TENDAI MUSIKAVANHU: We obviously have an obligation as a Financial Services Board-registered financial adviser and provider to continue to look after customers, no matter how many you get. And that, I suppose, is the risk as well.
Moneyweb: Totsi, if we come back to you - from a savings point of view, you clearly have something that government is working on in terms of trying to get people onto the savings net. There is a lot of talk about grey money, and vast amounts of money in things like stokvels and burial societies. Are you aiming with this product to get money from those into this new product, or do you see it as a competing product for things like stokvels and burial societies, or something they can invest in?

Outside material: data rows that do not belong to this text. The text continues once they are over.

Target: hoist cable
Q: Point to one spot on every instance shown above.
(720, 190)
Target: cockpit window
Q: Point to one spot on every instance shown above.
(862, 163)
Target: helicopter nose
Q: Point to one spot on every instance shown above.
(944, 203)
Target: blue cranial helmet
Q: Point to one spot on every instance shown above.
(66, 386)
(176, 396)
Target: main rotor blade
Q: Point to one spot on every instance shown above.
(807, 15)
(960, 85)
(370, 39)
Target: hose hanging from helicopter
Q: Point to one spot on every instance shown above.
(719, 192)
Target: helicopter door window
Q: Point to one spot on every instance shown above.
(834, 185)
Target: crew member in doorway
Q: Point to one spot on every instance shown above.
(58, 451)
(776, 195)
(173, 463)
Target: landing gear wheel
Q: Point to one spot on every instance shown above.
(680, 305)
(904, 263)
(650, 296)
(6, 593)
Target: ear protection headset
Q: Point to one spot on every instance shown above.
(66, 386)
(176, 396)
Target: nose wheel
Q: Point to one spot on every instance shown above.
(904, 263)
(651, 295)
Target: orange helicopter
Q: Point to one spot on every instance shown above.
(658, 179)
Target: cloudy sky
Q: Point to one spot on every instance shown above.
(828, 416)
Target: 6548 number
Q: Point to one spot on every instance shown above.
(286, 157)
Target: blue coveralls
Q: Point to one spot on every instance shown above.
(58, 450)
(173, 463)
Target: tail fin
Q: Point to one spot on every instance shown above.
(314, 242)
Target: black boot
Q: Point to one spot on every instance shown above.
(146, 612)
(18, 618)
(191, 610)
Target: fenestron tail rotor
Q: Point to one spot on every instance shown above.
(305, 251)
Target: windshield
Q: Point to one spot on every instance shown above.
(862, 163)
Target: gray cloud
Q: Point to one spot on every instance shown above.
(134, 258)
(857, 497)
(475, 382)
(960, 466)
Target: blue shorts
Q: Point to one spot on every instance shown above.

Totsie Mamele-Khambule: For us actually we see it as a supplementary product, because when you look at it, customers tend to have a silo product that they have a package and end up having to pay huge costs because of the number of things that they need to do. And for me it's an opportunity for the four million customers that we have at Postbank, for them to actually get another product which may not necessarily be underwritten by the Post Office or  Postbank, but that we look at partners that can add the value in terms of skills that we may not necessarily have currently, but to partner with those people that are actually excited and look for opportunities for adding value to our communities that we serve, and serving those people that for many, many years have not been served. But we are going to be able to serve not only individuals but groups in terms of some of the products that we have for our stokvels and our burial societies. And I think it is going to add immense value to a wide range of our customers.
Moneyweb: How does this relate to what government has been trying to propose in terms of a national savings plan? Is it adjunct to that, or have there been any considerations around that?
Totsie Mamele-Khambule: I think it's in addition to. It's not necessarily separate, but it's part of making sure that we put focus - because, as you know, as South Africans we are very bad savers. But ordinary people, people at the lower end of the market have been saving for many, many years, but that saving has been sitting outside the net of what you may call banking, and this is one of the way of making sure that we can ensure that our customers get more than what they can if the money only circulates outside the banking system .
Moneyweb: So you're saving, but you're not saving in a banks, effectively.
Totsie Mamele-Khambule: No, what's exciting is that the Post Office is not your traditional bank, if you may call it that. Our core responsibility is to make sure that we enable people to accumulate capital, and that's ordinary people - and it's work that we have done for many, many years since 1845. And that is what is exciting - to say we need to also move with the times and make sure that we provide innovative products for our customers, and not only enable them to put money in the book where, yes, they may access that money. They will also be able to do that, but they can do much, much more by being part of the Post Office and Postbank.
Moneyweb: Totsi Mamele-Khambule, thank you very much. She is the MD of Post Bank and also with us Tendai Musikavanhu in the studio. He is the CEO of Umbono Capital. That's all from Power Lunch in association with Moneyweb.